JurnalLugas.Com – Otoritas Jasa Keuangan (OJK) telah menghentikan kegiatan Ahmad Rafif Raya sebagai influencer yang mengelola dana investasi saham senilai Rp71 miliar. Langkah ini diambil karena Ahmad Rafif Raya diduga melanggar Pasal 237 Undang-Undang tentang Pengembangan dan Penguatan Sektor Keuangan (UU P2SK) dengan melakukan penawaran investasi, penghimpunan, dan pengelolaan dana masyarakat tanpa izin dari OJK.

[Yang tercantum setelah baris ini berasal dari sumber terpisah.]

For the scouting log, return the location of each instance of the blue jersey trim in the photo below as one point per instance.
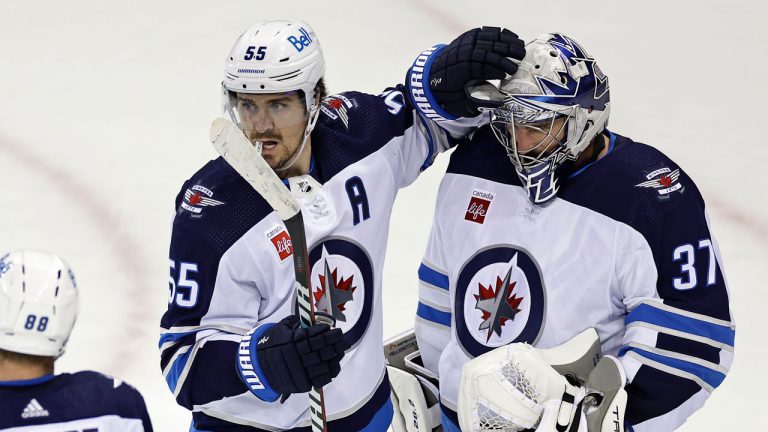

Pada tanggal 4 Juli 2024, Satuan Tugas Pemberantasan Aktivitas Keuangan Ilegal (Satgas PASTI) telah memanggil Ahmad Rafif Raya secara virtual untuk meminta klarifikasi terkait aktivitasnya. Hudiyanto dari Sekretariat Satgas PASTI menjelaskan bahwa pertemuan tersebut melibatkan satuan kerja pengawasan pasar modal dan penyidikan OJK untuk memastikan aspek legalitas dari model bisnis yang dilakukan oleh Ahmad Rafif Raya.
Hasil klarifikasi menunjukkan bahwa Ahmad Rafif Raya adalah pengurus dan pemegang saham dari PT Waktunya Beli Saham. Namun, PT tersebut tidak memiliki izin usaha dari OJK sebagai Manajer Investasi atau Penasihat Investasi. Ahmad Rafif Raya hanya memiliki izin sebagai Wakil Manajer Investasi (WMI) dan Wakil Perantara Pedagang Efek (WPPE), yang tidak memungkinkannya untuk menawarkan investasi, menghimpun, atau mengelola dana masyarakat atas nama pribadi atau perorangan.

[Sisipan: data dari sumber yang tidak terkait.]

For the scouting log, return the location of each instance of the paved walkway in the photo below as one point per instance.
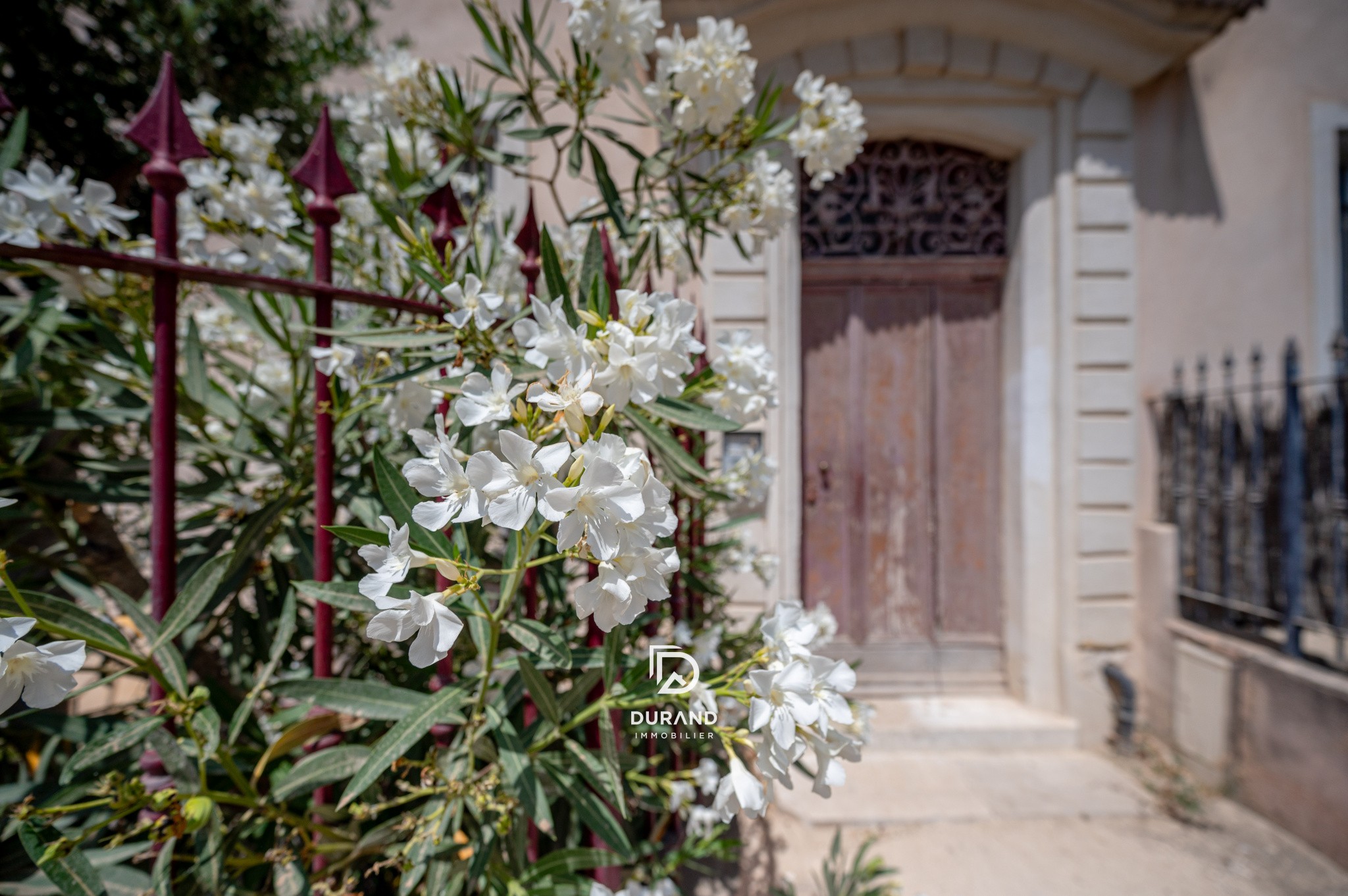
(1044, 822)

Rafif Raya mengakui telah melakukan penghimpunan dana dari masyarakat dengan menggunakan nama-nama pegawai PT Waktunya Beli Saham untuk membuka rekening Efek nasabah di beberapa perusahaan sekuritas. Hal ini menambah keseriusan permasalahan yang dihadapi oleh Ahmad Rafif Raya terkait pelanggaran regulasi yang berlaku dalam aktivitasnya.